Şirketler ve Komisyon işbu Kurallar altında hükme bağlanan taahhütleri değişen zaman şartlarına göre kuralların etkileri de dahil olmak üzere düzenli değerlendirilmesi hususunda karşılıklı anlaşmışlardır. İleriki safhalarda şeffaflığı ve alternatif yolları nasıl teşvik edeceklerini taraflar karşılıklı olarak tartışacaklardır. Bu amaçla düzenli toplantılar yapılarak ilk incelemeler 2016 yılının sonunda rapor haline getirilecektir.

Bahsi geçen Kuralların AB’de gelişen ve değişen olaylar ve en önemlisi ardı arkasına gelen terör eylemlerinin de sebebiyet vermesiyle tepeden inme değil aksine kronolojik geçmişi olan bir kurallar dizisi olduğu açıkça görülmektedir.

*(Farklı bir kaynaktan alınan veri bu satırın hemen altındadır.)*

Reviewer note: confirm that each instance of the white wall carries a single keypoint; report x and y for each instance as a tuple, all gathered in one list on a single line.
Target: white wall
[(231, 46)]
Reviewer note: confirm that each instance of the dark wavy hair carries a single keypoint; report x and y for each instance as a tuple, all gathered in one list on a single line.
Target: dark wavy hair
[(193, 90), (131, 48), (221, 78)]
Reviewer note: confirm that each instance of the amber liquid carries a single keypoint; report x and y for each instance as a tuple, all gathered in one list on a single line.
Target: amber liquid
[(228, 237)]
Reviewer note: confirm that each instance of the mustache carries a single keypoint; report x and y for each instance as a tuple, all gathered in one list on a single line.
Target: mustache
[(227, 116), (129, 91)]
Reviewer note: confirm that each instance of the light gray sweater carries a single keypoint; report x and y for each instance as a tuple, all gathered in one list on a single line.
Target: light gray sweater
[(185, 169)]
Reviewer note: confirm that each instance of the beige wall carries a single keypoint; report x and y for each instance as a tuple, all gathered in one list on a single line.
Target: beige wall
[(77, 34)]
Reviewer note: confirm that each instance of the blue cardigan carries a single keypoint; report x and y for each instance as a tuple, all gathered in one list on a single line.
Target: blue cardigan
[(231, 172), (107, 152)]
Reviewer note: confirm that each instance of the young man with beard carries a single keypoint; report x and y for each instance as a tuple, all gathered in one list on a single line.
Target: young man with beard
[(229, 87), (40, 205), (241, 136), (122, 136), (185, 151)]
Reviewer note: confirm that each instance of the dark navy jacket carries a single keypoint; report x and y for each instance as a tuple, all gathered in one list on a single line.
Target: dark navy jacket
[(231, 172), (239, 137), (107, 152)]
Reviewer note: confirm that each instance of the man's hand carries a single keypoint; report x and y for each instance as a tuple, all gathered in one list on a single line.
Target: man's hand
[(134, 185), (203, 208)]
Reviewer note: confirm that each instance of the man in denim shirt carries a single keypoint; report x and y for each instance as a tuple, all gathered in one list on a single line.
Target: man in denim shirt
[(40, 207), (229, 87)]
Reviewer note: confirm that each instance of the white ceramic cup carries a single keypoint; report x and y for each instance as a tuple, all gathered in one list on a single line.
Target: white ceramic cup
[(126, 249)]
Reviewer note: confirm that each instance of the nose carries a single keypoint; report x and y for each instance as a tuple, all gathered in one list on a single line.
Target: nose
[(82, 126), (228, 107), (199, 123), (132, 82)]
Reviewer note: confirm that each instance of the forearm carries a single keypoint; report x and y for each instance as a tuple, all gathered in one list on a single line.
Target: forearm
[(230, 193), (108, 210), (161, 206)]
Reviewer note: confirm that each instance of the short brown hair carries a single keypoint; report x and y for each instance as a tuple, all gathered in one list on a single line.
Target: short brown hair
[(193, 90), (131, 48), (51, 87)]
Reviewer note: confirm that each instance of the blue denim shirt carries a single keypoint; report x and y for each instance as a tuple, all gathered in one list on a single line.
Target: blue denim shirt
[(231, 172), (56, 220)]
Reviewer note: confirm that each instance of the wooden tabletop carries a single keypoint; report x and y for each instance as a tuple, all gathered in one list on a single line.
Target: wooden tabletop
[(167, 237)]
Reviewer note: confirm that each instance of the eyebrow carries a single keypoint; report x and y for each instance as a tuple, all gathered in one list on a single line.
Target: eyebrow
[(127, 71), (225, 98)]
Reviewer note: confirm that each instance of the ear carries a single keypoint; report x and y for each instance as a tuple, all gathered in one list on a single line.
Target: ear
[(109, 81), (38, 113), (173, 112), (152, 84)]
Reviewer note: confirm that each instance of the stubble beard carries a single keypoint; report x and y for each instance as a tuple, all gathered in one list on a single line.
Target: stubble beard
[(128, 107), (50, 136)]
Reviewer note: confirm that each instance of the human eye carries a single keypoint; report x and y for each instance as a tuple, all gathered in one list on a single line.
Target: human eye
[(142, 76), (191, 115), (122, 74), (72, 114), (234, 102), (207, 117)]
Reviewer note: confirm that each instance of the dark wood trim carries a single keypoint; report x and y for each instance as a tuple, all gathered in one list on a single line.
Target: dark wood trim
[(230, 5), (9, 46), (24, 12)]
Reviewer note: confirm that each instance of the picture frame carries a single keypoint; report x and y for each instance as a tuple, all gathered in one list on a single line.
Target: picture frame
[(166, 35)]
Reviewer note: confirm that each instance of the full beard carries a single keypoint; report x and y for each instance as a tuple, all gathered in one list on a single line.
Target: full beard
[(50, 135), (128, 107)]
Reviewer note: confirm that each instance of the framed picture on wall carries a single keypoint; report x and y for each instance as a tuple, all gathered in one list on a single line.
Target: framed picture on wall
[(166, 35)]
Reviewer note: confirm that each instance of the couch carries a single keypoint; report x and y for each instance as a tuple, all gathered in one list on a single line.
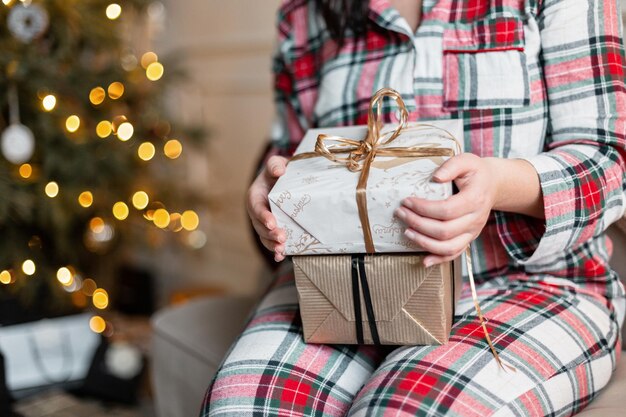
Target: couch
[(190, 341)]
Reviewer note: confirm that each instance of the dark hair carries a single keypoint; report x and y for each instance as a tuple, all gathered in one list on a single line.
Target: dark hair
[(344, 17)]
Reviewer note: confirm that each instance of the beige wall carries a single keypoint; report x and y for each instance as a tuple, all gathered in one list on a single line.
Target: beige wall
[(226, 48)]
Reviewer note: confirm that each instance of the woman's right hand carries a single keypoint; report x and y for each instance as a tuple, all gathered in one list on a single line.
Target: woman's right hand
[(264, 222)]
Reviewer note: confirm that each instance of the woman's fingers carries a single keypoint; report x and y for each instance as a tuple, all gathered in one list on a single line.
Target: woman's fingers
[(444, 248), (437, 229), (451, 208)]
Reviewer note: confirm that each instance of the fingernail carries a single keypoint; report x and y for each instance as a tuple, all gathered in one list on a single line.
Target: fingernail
[(440, 174)]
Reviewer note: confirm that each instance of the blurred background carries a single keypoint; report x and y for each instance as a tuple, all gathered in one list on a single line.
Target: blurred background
[(130, 132)]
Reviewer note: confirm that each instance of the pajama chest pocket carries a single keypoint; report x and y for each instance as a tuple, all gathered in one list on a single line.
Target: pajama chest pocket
[(484, 65)]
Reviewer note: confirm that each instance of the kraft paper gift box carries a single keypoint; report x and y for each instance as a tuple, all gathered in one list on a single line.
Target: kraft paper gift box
[(388, 299), (314, 201)]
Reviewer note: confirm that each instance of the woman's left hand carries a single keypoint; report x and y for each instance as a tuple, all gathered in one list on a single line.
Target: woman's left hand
[(446, 227)]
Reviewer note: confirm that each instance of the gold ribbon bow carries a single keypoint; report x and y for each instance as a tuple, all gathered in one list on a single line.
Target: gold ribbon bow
[(361, 154)]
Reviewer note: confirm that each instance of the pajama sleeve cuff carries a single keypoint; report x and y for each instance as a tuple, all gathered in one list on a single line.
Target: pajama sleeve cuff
[(530, 240)]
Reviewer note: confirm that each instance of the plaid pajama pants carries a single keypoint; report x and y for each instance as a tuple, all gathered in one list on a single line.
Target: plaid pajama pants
[(562, 340)]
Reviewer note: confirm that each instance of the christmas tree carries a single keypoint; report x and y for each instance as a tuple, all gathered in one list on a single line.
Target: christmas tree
[(86, 152)]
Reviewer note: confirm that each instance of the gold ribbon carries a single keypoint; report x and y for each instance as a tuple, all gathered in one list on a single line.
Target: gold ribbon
[(361, 154)]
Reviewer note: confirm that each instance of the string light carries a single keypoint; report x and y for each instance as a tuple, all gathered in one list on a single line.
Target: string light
[(155, 71), (64, 276), (28, 267), (190, 220), (97, 95), (96, 225), (97, 324), (5, 277), (26, 170), (113, 11), (100, 299), (172, 149), (146, 151), (161, 218), (148, 58), (72, 123), (120, 210), (49, 102), (125, 131), (85, 199), (104, 129), (52, 189), (140, 200), (116, 90)]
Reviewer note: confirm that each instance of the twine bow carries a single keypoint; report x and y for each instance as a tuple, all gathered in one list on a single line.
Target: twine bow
[(361, 154)]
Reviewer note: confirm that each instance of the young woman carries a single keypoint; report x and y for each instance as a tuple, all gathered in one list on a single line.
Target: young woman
[(539, 85)]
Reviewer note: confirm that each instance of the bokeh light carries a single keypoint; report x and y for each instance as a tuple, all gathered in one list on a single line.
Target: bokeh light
[(104, 129), (120, 210), (97, 324), (125, 131), (148, 58), (28, 267), (85, 199), (161, 218), (140, 200), (190, 220), (49, 102), (172, 148), (25, 170), (116, 90), (64, 276), (155, 71), (146, 151), (113, 11), (97, 95), (100, 299), (72, 123)]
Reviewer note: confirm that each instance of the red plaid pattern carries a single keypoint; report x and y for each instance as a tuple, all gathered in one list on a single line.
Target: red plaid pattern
[(541, 80)]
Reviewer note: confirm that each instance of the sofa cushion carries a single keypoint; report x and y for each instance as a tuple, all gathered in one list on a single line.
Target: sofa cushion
[(188, 345)]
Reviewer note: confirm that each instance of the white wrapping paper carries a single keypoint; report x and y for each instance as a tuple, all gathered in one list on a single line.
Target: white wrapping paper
[(314, 201)]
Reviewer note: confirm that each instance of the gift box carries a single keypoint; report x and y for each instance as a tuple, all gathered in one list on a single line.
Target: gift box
[(388, 299), (316, 201)]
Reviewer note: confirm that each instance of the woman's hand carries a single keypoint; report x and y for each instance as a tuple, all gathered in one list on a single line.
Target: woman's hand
[(262, 218), (445, 228)]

İnternette terörist grupların üye – mürit kazanarak güç toplaması ve nefret söyleminin yayılmasının insan hak ve ilkeleri ile bağdaşmadığı herkesçe kabul edilen bir hadisedir. Fakat söz konusu tehlikelere karşı gönüllülük esasına dayalı IT şirketlerine dayatılan bu davranış kuralları aslında görüldüğü kadar pozitif midir?

Nefret söylemi 2008 yılında 2008/913/JHA sayılı Irkçılık ve Yabancı Düşmanlığı AB Çerçeve Kararı’[12]nda tanımlanmıştır. Söz konusu karara göre üye devletler nefret söylemi için milli hukuklarında caydırıcı ve cezalandırıcı önlemler almak ile yükümlüdür. Bahsi gecen Kurallar ise bu gözetleme ve yaptırım uygulama yükümlülüğünü kısmi ve zımni olsa “IT Şirketleri nefret söyleminin yaygınlaşmasına dair verilecek mücadelenin öncülüğünü yapacaktır” maddesiyle IT Şirketlerine devretmektedir. Halbuki, söz konusu mücadelenin öncülüğünü özel sermayeli ABD menşeli şirketler değil üye devletler ve Komisyonun kendisi yapması gerekir. Özel şirketlere böyle bir rol ve görev atfedilmesi hukuk devleti ilkesine hem de AB hukukunun temel prensiplerine aykırıdır. Aksi halde, bireylerin arasındaki iletişim araçlarının keyfi olarak sansürlenmesi ve kesintiye uğraması kuvvetle muhtemeldir. Her ne kadar söz konusu çerçeve kararlarda sınırlar belirtilse de nefret söylemi ve internette şiddet kavramlarının ucu açık olması ve belirsizliği bu ihtimali daha da artırmaktadır. Böylesine bir hukuki yorumlamayı IT Şirketleri’nin iradesine bırakmak evrensel hukuk ilkelerinin ruhu ve lafzıyla bağdaşmamaktadır.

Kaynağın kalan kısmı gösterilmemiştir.